Pendant qu’elle envoyait quelqu’un voir mes parents, je restai prostré. Je pensais à un de mes copains, assassiné par son père. Un mercredi matin, pendant les vacances scolaires, l’enragé avait déboulé chez lui, un pistolet au poing. Mon ami avait tendu devant lui une chaise pour se protéger. Les balles l’avaient cueilli à travers. Sa mère et sa soeur avaient été abattues à l’étage, dans la salle de bains. L’assassin s’était ensuite donné la mort. Une histoire de dettes. Une affaire d’amour-propre.
Je m’étais souvent répété que le même drame pouvait frapper ma famille. Jim aussi avait de l’amour-propre, doublé d’un sens moral paradoxal puisqu’il n’avait foi qu’en lui-même. Que sa femme le quitte, il ne l’aurait jamais accepté. J’en étais sûr. Il aurait pu nous flinguer pour ne pas avoir à subir la honte. Le regard des autres comptait pour lui. Il lui fallait la plus belle bagnole, le plus impressionnant tableau de chasse, les amis les plus fortunés. Il en rajoutait, il se vantait. Un divorce aurait gâché le portrait supposé idyllique que ses admirateurs se faisaient de lui. À croire qu’il ne vivait que pour eux.
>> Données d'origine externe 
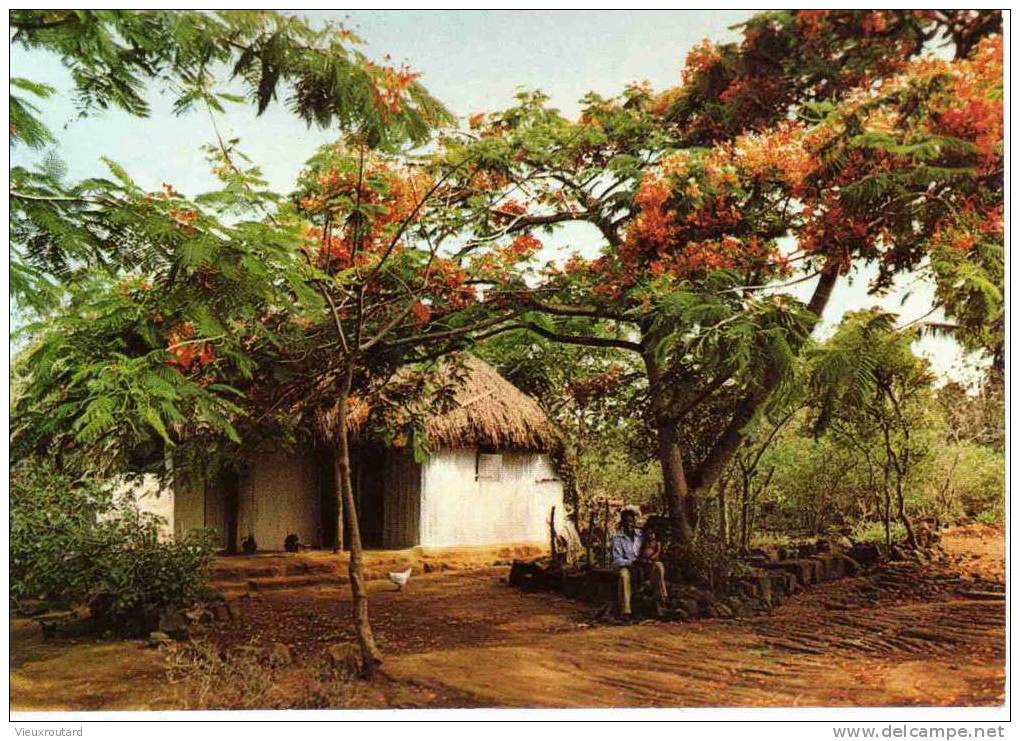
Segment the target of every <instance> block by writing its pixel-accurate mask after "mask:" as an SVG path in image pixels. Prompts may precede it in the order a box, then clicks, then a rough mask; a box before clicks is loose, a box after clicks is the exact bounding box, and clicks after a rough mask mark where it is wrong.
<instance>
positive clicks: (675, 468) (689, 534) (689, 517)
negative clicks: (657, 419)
mask: <svg viewBox="0 0 1020 741" xmlns="http://www.w3.org/2000/svg"><path fill="white" fill-rule="evenodd" d="M655 434H656V439H657V440H658V444H659V445H658V453H659V465H660V466H661V467H662V483H663V497H664V498H665V500H666V510H667V511H668V512H669V521H670V523H671V525H672V530H673V538H675V539H676V541H677V542H678V543H680V544H681V545H682V544H686V543H690V542H691V540H692V538H694V530H693V528H692V527H691V520H690V516H688V512H690V510H688V506H690V505H688V502H687V499H688V498H690V494H688V492H687V482H686V479H685V478H684V474H683V457H682V455H681V454H680V446H679V443H678V441H677V436H676V428H675V427H673V426H672V425H664V426H662V427H659V428H657V429H656V431H655Z"/></svg>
Avant cette énième crise entre mes parents, j’avais souvent pensé à mon ami, dissimulé derrière sa chaise, suppliant son père, l’implorant, paralysé par la surprise et l’incompréhension. Je ne voulais pas finir comme lui, sans la moindre chance
de m’en tirer. J’imaginais Jim avec son fusil pointé sur moi, je vivais et revivais cette situation, de mon point de vue aussi bien que de celui de Jim, variant les scénarios à l’infini. Je calculais comment m’en sortir, choisissant toujours de m’enfuir par le jardin plutôt que par l’entrée principale. Et tout s’était passé comme je l’avais pressenti. Je n’avais pas de don de voyance, simplement depuis des années je vivais sous tension, anticipant le pire. Il m’est difficile de mesurer combien cette pression qui a longtemps pesé sur moi m’a façonné. Je reste encore souvent sur la défensive, méfiant, sur le qui-vive, surtout quand je suis au milieu d’une foule. Ce n’est que seul, dans la nature, que je me sens libre, soulagé, protégé.
Ma grand-tante a fini par me renvoyer chez mes parents.
La nuit tombait, Jim pleurait, ma mère le serrait dans ses bras. Il s’est excusé. Il m’a demandé pardon. Il nous a juré de ne jamais nous faire du mal. Il a esquissé un geste vers moi, j’ai refusé qu’il me touche. Je n’ai rien dit, je me suis réfugié dans ma chambre. Les heures ont passé, je ne trouvais pas le sommeil, j’étais sur mes gardes, prêt à me défendre, prêt à décamper. Je me racontais des histoires, simulais dans ma tête des scénarios d’évasion, tous susceptibles de sauver ma peau. Quand je n’ai plus eu la force de tenir éveillé, j’ai coincé une chaise derrière la porte, le dossier sous la poignée. Si Jim surgissait, le bruit me réveillerait, je roulerais hors de mon lit, ouvrirais la porte-fenêtre, m’échapperais par le jardin.
J’ai gardé cette habitude de me protéger d’une chaise contre la porte aussi longtemps que j’ai dormi chez mes parents ; durant mes études, et même plus tard quand je suis devenu journaliste
et que je revenais de Paris pour les vacances. J’ai toujours eu peur de Jim. Je savais qu’il avait déjà tué au cours de la guerre d’Algérie. J’étais persuadé qu’il pouvait recommencer. Dès qu’il y avait des problèmes dans le monde, il prétendait que la violence pouvait les régler. Massacrer était une solution radicale. Une possibilité simplificatrice à laquelle les militaires l’avaient initié. Quand il nous a dit « si c’est comme ça, je vous flingue tous », je l’ai pris au sérieux.